Брат поднял на него пустые от отчаяния глаза:

— Ты… уже знаешь… Что мы сделали… что мы с ним сделали…

Эллорн опустился на одно колено рядом с братом, положил руку ему на плечо — хотел успокоить, но тот дернулся, словно от прикосновения раскаленного металла, и заговорил быстро, захлебываясь словами:

— Я стоял и смотрел, как они вели его… я хотел понять, кто он, почему он — такой… и я увидел… и все, что нам говорили… все это ложь, все, все… я узнал его… он… он посмотрел на меня — обернулся, словно почувствовал взгляд… вздрогнул и проговорил — имя, мое имя, одними губами, но я все равно услышал… И… больше не было ничего, они увели его, а я остался стоять, я смотрел ему вслед… хотел броситься за ним — ноги не держали… хотел крикнуть и — не мог…

— Эннэт… алхо-эме, т'айро… — подступило к сердцу чувство непоправимой беды, он с силой отчаяния выдохнул это — «кровь моя, брат мой», — что…

И, не успев окончить вопрос, — понял.

— Я пойду, — вдруг четко выговорил Эннэт.

— Куда? Зачем?..

— Там Тайо. Я вспомнил… Тайо. Я должен ему сказать…

— Ингалаурэ…

— Тайо, — резко оборвал Эннэт. — И я хочу, чтобы он тоже вспомнил.

— …Тайо!

Золотоволосый стремительно обернулся; сдвинул брови:

— Мое имя Ингалаурэ.

— Нет! Выслушай… все равно уже ничего не исправить, но мы можем хотя бы помнить. Ты — Тайо, и ты должен остаться здесь. Потому что там ты забудешь все.

— Что ты говоришь, Нолдо?..

Губы искривились в горькой усмешке:

— Я из Эллери Ахэ. Как и ты. Из Эльфов Тьмы. Он был нашим Учителем.
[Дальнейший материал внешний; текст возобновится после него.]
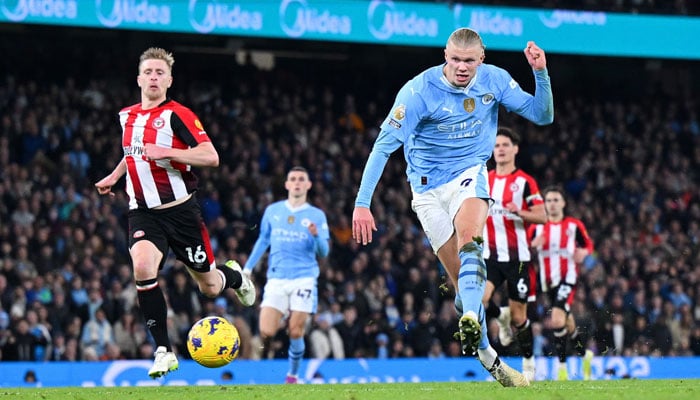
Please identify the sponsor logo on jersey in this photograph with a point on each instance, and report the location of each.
(400, 112)
(469, 105)
(158, 123)
(394, 123)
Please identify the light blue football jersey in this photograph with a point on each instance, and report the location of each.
(285, 232)
(445, 129)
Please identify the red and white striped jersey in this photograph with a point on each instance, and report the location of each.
(505, 235)
(152, 183)
(555, 256)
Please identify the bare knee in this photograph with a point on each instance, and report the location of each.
(296, 332)
(267, 332)
(209, 290)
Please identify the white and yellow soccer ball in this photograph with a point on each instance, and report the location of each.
(213, 342)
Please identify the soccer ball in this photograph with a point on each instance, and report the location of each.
(213, 342)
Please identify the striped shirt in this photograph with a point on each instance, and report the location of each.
(556, 254)
(505, 233)
(152, 183)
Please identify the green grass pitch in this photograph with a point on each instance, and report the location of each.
(632, 389)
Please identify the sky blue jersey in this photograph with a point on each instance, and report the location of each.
(293, 250)
(445, 129)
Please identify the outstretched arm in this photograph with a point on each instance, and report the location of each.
(104, 186)
(362, 219)
(202, 155)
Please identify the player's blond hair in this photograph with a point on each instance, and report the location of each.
(466, 37)
(156, 53)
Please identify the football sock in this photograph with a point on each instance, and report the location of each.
(154, 310)
(487, 356)
(458, 304)
(560, 338)
(523, 335)
(492, 311)
(296, 353)
(471, 282)
(232, 278)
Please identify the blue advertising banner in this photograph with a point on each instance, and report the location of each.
(135, 373)
(380, 22)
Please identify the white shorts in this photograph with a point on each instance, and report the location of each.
(436, 208)
(291, 295)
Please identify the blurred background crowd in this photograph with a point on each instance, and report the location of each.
(625, 144)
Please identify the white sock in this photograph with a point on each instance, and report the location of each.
(487, 356)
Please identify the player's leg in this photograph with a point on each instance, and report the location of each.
(190, 242)
(274, 305)
(563, 295)
(302, 303)
(495, 278)
(437, 220)
(147, 244)
(471, 277)
(519, 292)
(269, 324)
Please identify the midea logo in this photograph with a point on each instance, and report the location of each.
(392, 22)
(223, 16)
(19, 10)
(312, 20)
(131, 11)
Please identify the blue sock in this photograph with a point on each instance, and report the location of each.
(458, 304)
(296, 353)
(472, 282)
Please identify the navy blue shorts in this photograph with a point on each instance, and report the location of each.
(179, 228)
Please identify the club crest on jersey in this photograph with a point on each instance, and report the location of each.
(158, 123)
(469, 105)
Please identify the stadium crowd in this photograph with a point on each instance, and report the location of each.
(629, 161)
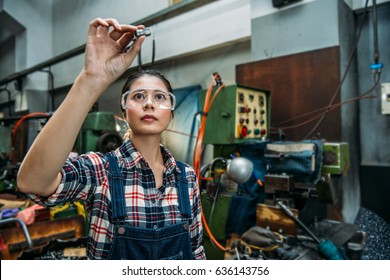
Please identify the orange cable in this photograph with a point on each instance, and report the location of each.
(197, 156)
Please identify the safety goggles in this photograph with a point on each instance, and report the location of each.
(139, 97)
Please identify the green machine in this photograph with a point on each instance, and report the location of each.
(98, 133)
(239, 113)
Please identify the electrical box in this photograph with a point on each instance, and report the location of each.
(385, 98)
(239, 113)
(335, 158)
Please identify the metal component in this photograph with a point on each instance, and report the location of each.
(24, 229)
(289, 213)
(385, 100)
(239, 113)
(335, 158)
(239, 170)
(143, 32)
(278, 182)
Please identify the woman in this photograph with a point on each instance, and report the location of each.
(142, 204)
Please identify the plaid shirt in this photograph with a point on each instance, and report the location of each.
(86, 178)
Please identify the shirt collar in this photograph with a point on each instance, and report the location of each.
(129, 156)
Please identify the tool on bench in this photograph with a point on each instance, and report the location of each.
(325, 247)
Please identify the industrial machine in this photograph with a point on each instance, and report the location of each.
(285, 198)
(240, 113)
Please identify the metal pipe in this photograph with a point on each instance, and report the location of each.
(24, 228)
(9, 100)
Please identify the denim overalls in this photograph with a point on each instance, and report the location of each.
(168, 243)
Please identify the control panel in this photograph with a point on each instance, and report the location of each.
(239, 113)
(251, 114)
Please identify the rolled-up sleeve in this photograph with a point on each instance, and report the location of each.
(196, 225)
(80, 177)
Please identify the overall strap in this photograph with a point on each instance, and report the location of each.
(117, 189)
(182, 190)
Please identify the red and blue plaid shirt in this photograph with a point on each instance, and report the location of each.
(86, 178)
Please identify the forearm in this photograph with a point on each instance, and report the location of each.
(40, 169)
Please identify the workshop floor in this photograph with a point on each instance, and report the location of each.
(378, 230)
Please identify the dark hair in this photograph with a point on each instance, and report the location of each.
(145, 72)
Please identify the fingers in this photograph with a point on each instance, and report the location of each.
(94, 24)
(134, 50)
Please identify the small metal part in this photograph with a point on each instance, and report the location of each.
(142, 32)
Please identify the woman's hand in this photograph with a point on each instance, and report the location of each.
(105, 56)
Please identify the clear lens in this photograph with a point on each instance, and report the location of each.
(138, 98)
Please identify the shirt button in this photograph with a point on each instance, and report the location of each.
(121, 230)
Вспомни — деревянный город в Лаан Гэлломэ…

— Эльфы Тьмы? Ты безумен, — высокомерно бросил золотоволосый.

— …и яблони, и серебряные сосны, и вересковые пустоши у Хэлгор, и Лаан Иэлли… ты помнишь — Праздник Ирисов? Йолли была Королевой Ирисов, а Учитель…

— Что?!

— Тайо, я умоляю тебя!..

— Ты безумен, — холодно и размеренно повторил золотоволосый. — Это наваждение Моргота. Сама эта земля отравлена злом. Владыка снова излечит тебя…

— Снова? Разве ты не помнишь — так уже было? И я теперь не уйду, я не хочу терять память, я не отпущу тебя, ведь мы — последние, и… — задохнулся, лицо мучительно исказилось, — он не Враг, он — Учитель. Наш Учитель, Тайо.

— Замолчи!..

Эллорн закрыл глаза. Алхо-эме, т'айро… зачем ты пошел туда… зачем ты…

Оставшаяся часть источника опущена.